Cellulite juvénile chez le chien adulte : une analyse rétrospective de 90 cas - Le Point Vétérinaire expert canin n° 403 du 01/03/2020
Le Point Vétérinaire expert canin n° 403 du 01/03/2020

DERMATOLOGIE

Analyse d’article

Auteur(s) : Charline Pressanti

Fonctions : Service de dermatologie
INP-ENVT
23, chemin des Capelles
31000 Toulouse
c.pressanti@envt.fr

La cellulite juvénile, appelée également dermatite granulomateuse stérile juvénile, lymphadénite ou encore anasarcoïde, est une affection canine relativement rare, mais non exceptionnelle. Elle survient généralement chez de très jeunes chiens âgés de quelques semaines à 4 mois.

CONTEXTE DE L’ÉTUDE

1. Historique

L’existence de formes adultes de la cellulite juvénile est connue de nombreux dermatologues vétérinaires.

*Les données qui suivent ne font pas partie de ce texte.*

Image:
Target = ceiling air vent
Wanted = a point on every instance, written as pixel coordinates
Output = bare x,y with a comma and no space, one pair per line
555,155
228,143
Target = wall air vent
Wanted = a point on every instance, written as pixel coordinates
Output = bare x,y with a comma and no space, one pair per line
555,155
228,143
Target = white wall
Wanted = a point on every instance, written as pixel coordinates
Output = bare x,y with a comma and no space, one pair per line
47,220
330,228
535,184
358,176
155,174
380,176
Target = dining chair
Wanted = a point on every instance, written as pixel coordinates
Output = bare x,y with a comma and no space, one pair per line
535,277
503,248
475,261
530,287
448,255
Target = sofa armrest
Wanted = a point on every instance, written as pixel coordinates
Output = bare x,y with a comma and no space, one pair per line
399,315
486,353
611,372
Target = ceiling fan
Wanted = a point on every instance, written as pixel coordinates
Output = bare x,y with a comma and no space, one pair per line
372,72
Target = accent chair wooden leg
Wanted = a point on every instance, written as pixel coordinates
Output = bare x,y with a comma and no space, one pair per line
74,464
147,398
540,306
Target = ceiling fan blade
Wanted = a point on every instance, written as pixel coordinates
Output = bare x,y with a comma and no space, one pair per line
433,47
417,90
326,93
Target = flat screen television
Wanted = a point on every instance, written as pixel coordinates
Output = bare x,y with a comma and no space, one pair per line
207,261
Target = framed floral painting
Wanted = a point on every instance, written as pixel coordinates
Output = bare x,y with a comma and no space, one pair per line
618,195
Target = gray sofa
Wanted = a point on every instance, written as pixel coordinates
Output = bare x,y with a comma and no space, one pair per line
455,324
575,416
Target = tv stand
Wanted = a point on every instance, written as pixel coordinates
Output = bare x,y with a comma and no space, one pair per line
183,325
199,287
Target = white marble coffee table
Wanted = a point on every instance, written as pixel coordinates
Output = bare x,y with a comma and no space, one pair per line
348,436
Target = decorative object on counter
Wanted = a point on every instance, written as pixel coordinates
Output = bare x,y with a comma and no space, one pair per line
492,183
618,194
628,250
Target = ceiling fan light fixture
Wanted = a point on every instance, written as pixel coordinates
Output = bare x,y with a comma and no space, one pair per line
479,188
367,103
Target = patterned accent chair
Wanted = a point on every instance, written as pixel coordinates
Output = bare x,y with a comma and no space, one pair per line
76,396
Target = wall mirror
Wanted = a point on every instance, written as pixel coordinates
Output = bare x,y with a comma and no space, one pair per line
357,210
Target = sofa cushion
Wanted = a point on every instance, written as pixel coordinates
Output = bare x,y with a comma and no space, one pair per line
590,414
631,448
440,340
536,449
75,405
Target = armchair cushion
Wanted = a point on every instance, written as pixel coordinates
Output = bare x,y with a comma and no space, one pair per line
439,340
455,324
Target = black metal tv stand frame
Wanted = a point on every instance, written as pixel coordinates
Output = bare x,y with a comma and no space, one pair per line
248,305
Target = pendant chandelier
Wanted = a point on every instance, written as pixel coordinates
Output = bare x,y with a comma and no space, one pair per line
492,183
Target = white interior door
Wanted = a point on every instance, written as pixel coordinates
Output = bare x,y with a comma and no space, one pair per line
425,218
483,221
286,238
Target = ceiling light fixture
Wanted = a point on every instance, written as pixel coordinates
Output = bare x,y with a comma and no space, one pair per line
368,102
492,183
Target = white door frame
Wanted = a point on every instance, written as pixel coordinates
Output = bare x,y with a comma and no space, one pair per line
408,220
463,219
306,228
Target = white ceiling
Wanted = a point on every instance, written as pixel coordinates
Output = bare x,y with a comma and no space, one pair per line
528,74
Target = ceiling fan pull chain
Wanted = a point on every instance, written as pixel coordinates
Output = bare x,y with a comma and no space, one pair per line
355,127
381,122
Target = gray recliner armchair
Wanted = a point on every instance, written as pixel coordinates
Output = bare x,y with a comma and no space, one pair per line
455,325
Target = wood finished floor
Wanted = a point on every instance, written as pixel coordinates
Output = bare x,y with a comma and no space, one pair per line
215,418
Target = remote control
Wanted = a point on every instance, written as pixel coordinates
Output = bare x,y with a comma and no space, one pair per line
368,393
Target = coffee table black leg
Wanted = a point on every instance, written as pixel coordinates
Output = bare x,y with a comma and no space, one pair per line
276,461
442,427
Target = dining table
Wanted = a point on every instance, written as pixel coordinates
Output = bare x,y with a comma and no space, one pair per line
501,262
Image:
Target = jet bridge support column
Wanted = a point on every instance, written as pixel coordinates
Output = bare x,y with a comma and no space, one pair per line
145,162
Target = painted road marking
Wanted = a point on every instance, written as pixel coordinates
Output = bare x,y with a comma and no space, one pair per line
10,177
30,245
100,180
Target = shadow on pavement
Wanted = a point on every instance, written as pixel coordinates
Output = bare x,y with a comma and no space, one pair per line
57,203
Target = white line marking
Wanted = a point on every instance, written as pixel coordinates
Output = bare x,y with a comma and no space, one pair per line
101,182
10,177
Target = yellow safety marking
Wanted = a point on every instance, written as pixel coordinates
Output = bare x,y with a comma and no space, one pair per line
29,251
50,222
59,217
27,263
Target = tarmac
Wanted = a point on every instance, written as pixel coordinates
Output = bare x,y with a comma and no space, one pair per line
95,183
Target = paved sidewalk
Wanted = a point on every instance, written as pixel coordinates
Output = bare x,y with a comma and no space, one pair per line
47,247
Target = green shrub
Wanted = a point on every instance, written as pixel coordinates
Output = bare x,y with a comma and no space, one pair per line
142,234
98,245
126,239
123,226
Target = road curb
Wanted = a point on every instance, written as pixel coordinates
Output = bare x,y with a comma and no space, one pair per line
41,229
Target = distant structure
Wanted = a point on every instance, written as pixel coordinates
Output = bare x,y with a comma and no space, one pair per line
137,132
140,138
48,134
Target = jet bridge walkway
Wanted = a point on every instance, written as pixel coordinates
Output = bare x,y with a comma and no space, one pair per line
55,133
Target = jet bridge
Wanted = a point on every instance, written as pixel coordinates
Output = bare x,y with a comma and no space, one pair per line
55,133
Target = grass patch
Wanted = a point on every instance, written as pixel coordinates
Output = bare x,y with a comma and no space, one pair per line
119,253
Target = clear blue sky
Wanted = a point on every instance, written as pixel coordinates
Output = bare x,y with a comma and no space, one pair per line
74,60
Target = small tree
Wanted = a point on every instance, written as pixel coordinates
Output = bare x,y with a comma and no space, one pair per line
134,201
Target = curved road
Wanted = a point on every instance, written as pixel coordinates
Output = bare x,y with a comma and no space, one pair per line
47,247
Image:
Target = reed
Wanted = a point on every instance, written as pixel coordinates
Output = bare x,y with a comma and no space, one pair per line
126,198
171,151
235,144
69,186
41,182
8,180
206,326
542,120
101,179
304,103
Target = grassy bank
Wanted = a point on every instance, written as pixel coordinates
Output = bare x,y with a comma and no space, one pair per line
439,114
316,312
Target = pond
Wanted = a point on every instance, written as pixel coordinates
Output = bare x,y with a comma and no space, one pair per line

S’il a longtemps été admis que cette entité était spécifique au très jeune chiot, quelques rares cas sont rapportés chez le chien de plus de 4 mois, ce qui laisse supposer que cette dermatose peut survenir chez l’adulte [1, 3, 5]. À la lumière de ce constat, les auteurs de l’étude présentée ont recensé l’ensemble des cas de cellulite juvénile du chien adulte sur une période de quatorze ans. Cette affection est répertoriée dans de nombreuses races. Toutefois, le golden, le teckel, le labrador et le setter gordon semblent prédisposés à la forme juvénile. Plusieurs individus d’une même portée peuvent être affectés, ce qui présuppose un support génétique de la maladie. Son origine semble être dysimmunitaire parce qu’aucun agent infectieux inducteur n’a pu être mis en évidence et que cette dermatose répond à un traitement immunomodulateur [6].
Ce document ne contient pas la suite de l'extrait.